Şöyle çok çarpıcı bir örnek paylaşmak istiyorum. Japonya'da 20 yıl içerisinde 7 şiddetin üzerinde 20 adet deprem yaşanmış ancak toplamda 56 kişi hayatını kaybetmiş. Bizim Japonya'dan farkımız sadece ve sadece mentalite farkı. Yürekleri yakan bir durum. Elimizde imkan kabiliyetimiz var. İmkan kabiliyetimiz olduğu halde, işin uzmanlarına sahip olduğumuz halde, iyi eğitilmiş donanımlı insan gücü olduğu halde, bu imkanların böyle bir elim hadisede kullanılmayışı, buna bağlı karar vericilerin yetersizliği sebebiyle çok büyük can kaybı yaşanmış olması maalesef yürekleri dağılıyor.“


Kur.Bnb. Engin Büker: “Çok sağ olun komutanım çok değerli bilgiler verdiniz. Çok açıkça söyleyeceğim kimse kusura bakmasın ama işi uzmanından dinlemek ayrı bir zevk veriyor ve uzmanın orada bulunmamış olması da uzmanların orada bulunmadığı için de bu hadislerin yaşanmış olması da ayriyetten yüreğimizi acıtıyor. 

Ne yazık ki bir insan dahi kurtarılabilecekken, bir insanın dahi canını her şeyden daha değerli diye düşündüğümüz bu günlerde bu kadar uzman insanın kendi görevlerinden eğitim aldıkları alanlardan uzak durması da uzak tutulması da gerçekten kabul edilebilir bir durum değil. Ama biz her ne olursa olsun uzmanlığımızı bilgilerimizi sahada paylaşmaya devam edeceğiz Elimizden geldiği kadar bu işin uzmanı olmadığı halde bu işi yapmaya çalışanlara rehberlik etmeye çalışacağız. Bir nebze belki kendileri bunları seyrettikleri zaman kendilerine de ufuk açıcı ifadeler bulacaklardır diye ümit ediyorum. Tüm can kaybı yaşayan vatandaşlarımıza başsağlığı diliyorum onların Yakınlarına da sabırlar diliyorum. Elimizden geldiği kadar destek olmaya devam ediyoruz."
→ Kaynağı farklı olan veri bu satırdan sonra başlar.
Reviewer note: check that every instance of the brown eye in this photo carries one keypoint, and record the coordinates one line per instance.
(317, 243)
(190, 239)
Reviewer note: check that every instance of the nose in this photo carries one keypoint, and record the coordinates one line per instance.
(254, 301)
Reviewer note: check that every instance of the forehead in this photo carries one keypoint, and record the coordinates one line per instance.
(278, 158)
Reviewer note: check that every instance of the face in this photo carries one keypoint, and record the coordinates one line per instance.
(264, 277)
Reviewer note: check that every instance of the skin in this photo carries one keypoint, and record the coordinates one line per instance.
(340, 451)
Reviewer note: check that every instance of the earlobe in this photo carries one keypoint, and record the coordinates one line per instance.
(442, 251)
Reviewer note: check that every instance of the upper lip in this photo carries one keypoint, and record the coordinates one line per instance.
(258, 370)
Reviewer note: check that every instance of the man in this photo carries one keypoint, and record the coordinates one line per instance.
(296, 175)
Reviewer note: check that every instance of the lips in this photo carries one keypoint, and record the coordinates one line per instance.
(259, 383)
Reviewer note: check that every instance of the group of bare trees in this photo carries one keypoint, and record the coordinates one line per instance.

Söyleşinin sonunda Alesta ekibi tarafından depremzedelere destek kapsamında yürütülen faaliyet hakkında bilgi veren Kur.Bnb.Engin Büker:

“Bir kampanya başlattık ve direkt olarak o bölgedeki insanlara bu deprem sonrasında burada çeşitli sıkıntılar yaşayan, çeşitli temel gıda seviyesindeki ve temel barınma seviyesindeki ihtiyaçlarını dahi gideremeyecek durumda olan vatandaşlarımıza destek olabilmek maksadıyla başlatmış olduğumuz yardım faaliyetini Mart ayının sonuna kadar devam ettireceğiz. Kampanyamız açık olacak. Eğer bu faaliyetlere katılmak isteyen, bu faaliyetler içerisinde yer almak isteyen izleyicilerimiz var ise videonun altında açıklama bölümünde yer alacak olan linke tıklayarak oradan gerekli yardımların desteklerini paylaşabileceklerdir. Ayrıca yurtdışında hali hazırda ikamet etmekte olan izleyicilerimize de kesinlikle seslenmek istiyorum kendi bulundukları ülkelerde şu anda yürütülen faaliyetlerle beraber kendi çalışmış oldukları yerlerde, eş dost arkadaşları yabancı insanlarla yani o bölgenin yereli insanlara da bu konularla ilgili ulaşıp onlardan da destek alabilme imkanları var ise bu faaliyetler içerisinde onlardan da aldığımız desteği ülkemize aktarmamız daha faydalı olacaktır diye düşünüyorum. Bu dönem içerisinde gördüğümüz en büyük özellikte yine gönüllülük esaslı yürütülen sivillerin yani bizlerin birbirimize yapmış olduğumuz destek olduğunda altını çizmek istiyorum Ne yazık ki bu da bu dönemin bir gerçeği oldu.”